Proposition 2.6.4 Let $N = \text{dim } V$ and $\omega \in \Lambda^N(V, \mathbb{U})$. Then $\omega$ is determined uniquely by its value on a basis of $V$. In particular, if $\omega$ vanishes on a basis, then $\omega = 0$.

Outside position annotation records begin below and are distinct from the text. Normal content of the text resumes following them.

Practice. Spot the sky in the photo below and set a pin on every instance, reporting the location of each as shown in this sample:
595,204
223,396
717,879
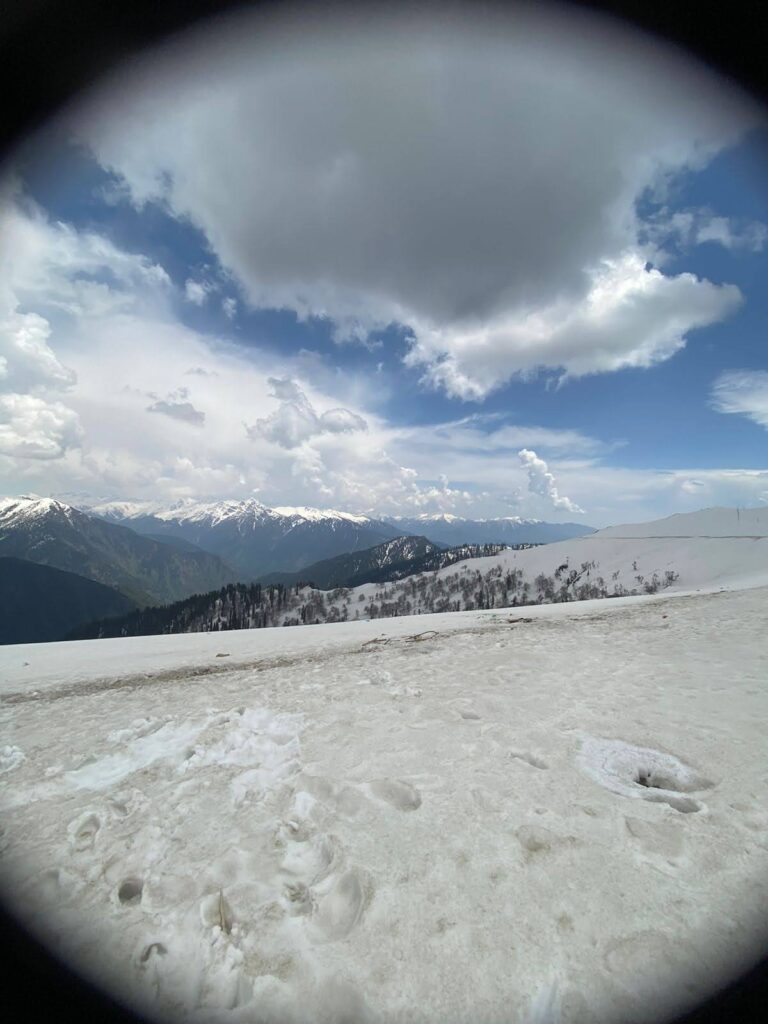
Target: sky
396,265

Proof Let ${\{e_k\}}_{k=1}^N$ be a basis of $V$. Let ${\{a_j\}}_{j=1}^N$ be any set of vectors in $V$ and write $a_j = \sum_{k=1}^N \alpha_{jk} e_k$ for $j = 1, \dots, N$. Then
$\omega(a_1, \dots, a_N) = \sum_{k_1, \dots, k_N = 1}^N \alpha_{1k_1} \dots \alpha_{Nk_N} \omega(e_{k_1}, \dots, e_{k_N})
= \sum_{\pi} \alpha_{1\pi(1)} \dots \alpha_{N\pi(N)} \omega(e_{\pi(1)}, \dots, e_{\pi(N)})
= \left(\sum_{\pi} \epsilon_\pi \alpha_{1\pi(1)} \dots \alpha_{N\pi(N)}\right) \omega(e_1, \dots, e_N)$.
Since the term in parentheses is a constant, we are done.